Depending on how old you are, you may have heard the cliché phrase “stop and smell the roses.” How can taking the time to smell roses possibly improve or extend your life? Mind the words of the great philosopher Socrates, who said: “Beware the barrenness of a busy life.” Metaphorically then, smelling roses might just be a key to longevity.
Back to Basics
Lets take a moment to review some longevity science that addresses some of life’s fundamentals:
Food. Science has shown us that it’s pretty clear that eating Paleo or Mediterranean can add years to your life. But as much as we can learn about eating right from old cultures, we can learn even more from the old folks. Studies of peeps in the world’s Blue Zones, regions that have the highest concentrations of centenarians, are quite revealing as assessed by Dan Buettner in The Blue Zones Solution.
- Stop eating before your stomach is full
- Make the smallest meal of the day the last meal of the day
- Live like our predecessors and eat mostly plants, especially beans. And eat meat rarely and in small portions.
- Drink alcohol moderately and regularly (1-2 glasses a day)
Thought. Humans are pretty linear creatures. We’ve been built that way since we stood up and started walking. The whole concept of multitasking, so critical to survival and day-to-day function in the era of the World Wide Web and computer-caliber smartphones, is remarkably recent in our evolution. But is multitasking healthy? Neuroscientist Daniel Levitin, author of The Organized Mind, states:
“Although we think we’re doing several things at once, multitasking, this is a powerful and diabolical illusion.
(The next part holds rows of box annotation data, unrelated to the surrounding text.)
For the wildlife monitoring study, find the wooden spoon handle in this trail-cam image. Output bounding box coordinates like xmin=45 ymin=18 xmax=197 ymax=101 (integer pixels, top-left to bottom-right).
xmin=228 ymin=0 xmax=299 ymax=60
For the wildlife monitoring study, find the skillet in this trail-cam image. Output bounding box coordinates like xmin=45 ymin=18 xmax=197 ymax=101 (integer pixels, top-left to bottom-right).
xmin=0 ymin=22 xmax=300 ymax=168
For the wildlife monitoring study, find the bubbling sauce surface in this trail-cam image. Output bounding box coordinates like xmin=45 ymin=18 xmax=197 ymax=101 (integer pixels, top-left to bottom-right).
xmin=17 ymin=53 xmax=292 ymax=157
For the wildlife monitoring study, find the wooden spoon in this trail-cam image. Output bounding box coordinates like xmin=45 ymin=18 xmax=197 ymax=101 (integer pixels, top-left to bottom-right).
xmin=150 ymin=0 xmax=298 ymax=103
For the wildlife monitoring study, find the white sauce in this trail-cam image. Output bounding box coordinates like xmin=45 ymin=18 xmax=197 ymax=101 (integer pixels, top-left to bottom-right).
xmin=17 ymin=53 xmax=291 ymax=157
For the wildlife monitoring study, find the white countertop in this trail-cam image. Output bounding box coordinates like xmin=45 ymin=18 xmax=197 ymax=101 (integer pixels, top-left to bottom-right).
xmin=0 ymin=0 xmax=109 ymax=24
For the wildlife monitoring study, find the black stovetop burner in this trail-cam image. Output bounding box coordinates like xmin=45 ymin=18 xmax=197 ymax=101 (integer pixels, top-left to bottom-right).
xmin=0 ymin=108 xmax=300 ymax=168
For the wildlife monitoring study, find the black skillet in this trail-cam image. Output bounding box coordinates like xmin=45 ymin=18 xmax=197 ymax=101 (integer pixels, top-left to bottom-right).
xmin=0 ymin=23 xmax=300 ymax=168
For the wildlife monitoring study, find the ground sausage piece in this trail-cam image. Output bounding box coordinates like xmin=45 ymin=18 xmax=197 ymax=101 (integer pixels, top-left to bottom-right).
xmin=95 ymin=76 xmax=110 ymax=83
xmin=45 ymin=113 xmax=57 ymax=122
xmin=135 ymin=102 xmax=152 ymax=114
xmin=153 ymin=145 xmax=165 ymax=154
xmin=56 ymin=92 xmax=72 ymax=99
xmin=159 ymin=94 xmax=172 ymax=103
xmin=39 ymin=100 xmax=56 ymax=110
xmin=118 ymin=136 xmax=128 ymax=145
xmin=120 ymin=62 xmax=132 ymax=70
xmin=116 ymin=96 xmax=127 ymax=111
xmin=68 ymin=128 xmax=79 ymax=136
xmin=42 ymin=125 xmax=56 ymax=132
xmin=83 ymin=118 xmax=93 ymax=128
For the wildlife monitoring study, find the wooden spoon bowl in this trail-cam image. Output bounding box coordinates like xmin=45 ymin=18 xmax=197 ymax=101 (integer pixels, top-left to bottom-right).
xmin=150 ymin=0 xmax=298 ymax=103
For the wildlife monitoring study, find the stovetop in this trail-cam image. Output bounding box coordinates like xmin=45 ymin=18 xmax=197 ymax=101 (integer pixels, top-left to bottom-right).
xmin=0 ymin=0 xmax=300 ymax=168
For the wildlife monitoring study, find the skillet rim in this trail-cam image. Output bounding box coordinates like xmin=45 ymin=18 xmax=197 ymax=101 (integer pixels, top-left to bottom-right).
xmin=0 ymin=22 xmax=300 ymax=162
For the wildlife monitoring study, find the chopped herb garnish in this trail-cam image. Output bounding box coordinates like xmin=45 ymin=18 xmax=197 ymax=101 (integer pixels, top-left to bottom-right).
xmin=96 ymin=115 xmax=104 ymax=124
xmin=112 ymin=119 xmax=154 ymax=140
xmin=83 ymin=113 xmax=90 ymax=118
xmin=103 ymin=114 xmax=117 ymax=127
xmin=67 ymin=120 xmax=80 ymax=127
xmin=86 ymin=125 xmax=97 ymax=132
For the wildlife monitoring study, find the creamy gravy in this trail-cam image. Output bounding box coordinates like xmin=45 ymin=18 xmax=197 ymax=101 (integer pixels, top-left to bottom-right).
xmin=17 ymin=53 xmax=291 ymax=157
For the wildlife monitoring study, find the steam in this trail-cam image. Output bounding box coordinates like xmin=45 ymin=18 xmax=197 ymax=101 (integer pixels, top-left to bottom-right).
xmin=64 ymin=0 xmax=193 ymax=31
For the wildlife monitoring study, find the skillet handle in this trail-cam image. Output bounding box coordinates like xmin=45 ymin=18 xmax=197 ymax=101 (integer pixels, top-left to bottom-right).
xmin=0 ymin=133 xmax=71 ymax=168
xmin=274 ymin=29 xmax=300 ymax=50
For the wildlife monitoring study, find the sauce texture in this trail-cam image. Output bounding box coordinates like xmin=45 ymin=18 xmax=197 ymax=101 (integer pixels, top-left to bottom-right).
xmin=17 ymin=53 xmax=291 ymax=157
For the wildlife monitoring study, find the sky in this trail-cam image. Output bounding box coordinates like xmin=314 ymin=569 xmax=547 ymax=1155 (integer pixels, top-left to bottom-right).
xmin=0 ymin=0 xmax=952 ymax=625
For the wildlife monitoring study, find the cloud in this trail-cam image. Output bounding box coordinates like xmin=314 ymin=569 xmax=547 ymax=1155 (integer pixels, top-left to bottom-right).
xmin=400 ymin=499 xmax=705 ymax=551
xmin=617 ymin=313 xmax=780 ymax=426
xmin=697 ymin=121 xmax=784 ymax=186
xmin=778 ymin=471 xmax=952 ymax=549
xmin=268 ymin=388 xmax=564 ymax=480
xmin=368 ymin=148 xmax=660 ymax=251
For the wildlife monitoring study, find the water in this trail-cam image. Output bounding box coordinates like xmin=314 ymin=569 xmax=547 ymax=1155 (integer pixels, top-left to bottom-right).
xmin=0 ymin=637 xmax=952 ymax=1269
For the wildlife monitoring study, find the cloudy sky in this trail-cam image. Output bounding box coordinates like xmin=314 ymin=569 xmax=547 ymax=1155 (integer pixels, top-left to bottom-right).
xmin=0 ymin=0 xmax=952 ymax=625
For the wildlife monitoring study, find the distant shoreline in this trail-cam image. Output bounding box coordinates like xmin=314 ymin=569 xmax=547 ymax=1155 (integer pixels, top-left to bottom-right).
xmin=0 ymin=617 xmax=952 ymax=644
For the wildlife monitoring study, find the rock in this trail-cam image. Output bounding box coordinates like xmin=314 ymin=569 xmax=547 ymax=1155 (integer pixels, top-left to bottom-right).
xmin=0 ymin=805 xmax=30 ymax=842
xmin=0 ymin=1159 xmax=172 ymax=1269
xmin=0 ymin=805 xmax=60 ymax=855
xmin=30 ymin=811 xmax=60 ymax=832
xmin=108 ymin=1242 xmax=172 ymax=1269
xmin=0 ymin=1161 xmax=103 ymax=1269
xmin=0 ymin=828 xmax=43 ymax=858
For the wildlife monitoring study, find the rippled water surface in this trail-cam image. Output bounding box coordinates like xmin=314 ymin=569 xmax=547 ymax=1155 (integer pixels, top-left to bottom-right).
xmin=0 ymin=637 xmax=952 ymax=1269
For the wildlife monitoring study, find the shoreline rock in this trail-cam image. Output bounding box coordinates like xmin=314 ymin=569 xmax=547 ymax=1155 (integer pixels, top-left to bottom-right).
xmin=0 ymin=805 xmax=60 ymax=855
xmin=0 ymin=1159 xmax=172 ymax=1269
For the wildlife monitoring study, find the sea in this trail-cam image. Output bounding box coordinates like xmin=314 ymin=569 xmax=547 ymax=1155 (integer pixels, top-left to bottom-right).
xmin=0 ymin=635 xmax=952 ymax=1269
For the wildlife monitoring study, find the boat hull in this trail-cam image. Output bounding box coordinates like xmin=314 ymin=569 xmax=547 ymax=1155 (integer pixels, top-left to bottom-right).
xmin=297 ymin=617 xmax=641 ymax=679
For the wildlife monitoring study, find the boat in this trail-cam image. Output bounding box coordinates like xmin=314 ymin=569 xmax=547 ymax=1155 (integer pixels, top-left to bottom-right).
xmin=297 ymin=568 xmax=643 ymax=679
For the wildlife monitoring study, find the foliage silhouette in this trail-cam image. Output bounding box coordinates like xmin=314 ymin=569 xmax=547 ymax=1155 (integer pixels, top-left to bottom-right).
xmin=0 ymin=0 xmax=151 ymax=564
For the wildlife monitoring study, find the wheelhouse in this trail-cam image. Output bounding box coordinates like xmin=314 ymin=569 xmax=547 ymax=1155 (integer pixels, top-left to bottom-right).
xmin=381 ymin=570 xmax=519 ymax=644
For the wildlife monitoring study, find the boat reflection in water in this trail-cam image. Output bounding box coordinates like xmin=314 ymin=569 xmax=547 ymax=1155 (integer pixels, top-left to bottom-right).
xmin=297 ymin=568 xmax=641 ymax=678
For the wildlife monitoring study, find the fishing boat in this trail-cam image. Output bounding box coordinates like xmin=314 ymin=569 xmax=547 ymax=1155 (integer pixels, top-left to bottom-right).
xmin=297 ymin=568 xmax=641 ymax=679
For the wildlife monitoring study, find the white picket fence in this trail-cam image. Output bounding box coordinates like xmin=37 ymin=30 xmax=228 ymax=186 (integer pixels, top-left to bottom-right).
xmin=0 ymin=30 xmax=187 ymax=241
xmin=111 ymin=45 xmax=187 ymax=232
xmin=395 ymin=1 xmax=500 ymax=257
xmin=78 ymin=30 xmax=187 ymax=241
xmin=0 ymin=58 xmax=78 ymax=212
We’re not actually keeping a lot of balls in the air like an expert juggler; we’re more like a bad amateur plate spinner, frantically switching from one task to another, ignoring the one that is not right in front of us but worried it will come crashing down any minute. Even though we think we’re getting a lot done, ironically, multitasking makes us demonstrably less efficient.”
So, maybe what’s best is less. In Thoreau’s words: “A man is rich in proportion to the number of things which he can afford to let alone.” So, one key to longevity could be to realize that your attention is your most valuable intellectual attribute and to protect it by taking the simplest little steps, like:
- Savoring a quiet unrushed morning
- Pushing aside the unimportant and prioritizing the important
- Not overcommitting
- Avoiding distraction
- Realizing that excitement is only temporary
Sleep. I tell patients that although a lack of sleep won’t kill (unlike starvation), it is just as important as diet choices to a healthy life. In a rare study of twins (who make great research subjects because they have very similar genetic makeups which help isolate behavioral differences), researchers followed 21,000 twins for 22 years, asking questions about sleep habits and examining longevity. They observed that sleeping <7 hours a night increased the risk of death by 20%. Yes, my friends, sleep matters.
Activity. We all know that regular exercise is good for your heart and health. It’s now evident that any activity or exercise is better than none at all. In a study of 1274 healthy older (< 70 years) men whose activities levels were watched with wearable devices and then followed for 6 years, we learned that for every 30 minutes of daily activity, men were 17% less likely to die. So, even any activity or light exercise helps longevity.
As spring is right around the corner, its good to know that smelling roses may not be such a bad idea. It gets you out of a chair and outside, burns calories, and takes your mind off of multitasking. Maybe Arthur Conan Doyle was right: “What a lovely thing a rose is!”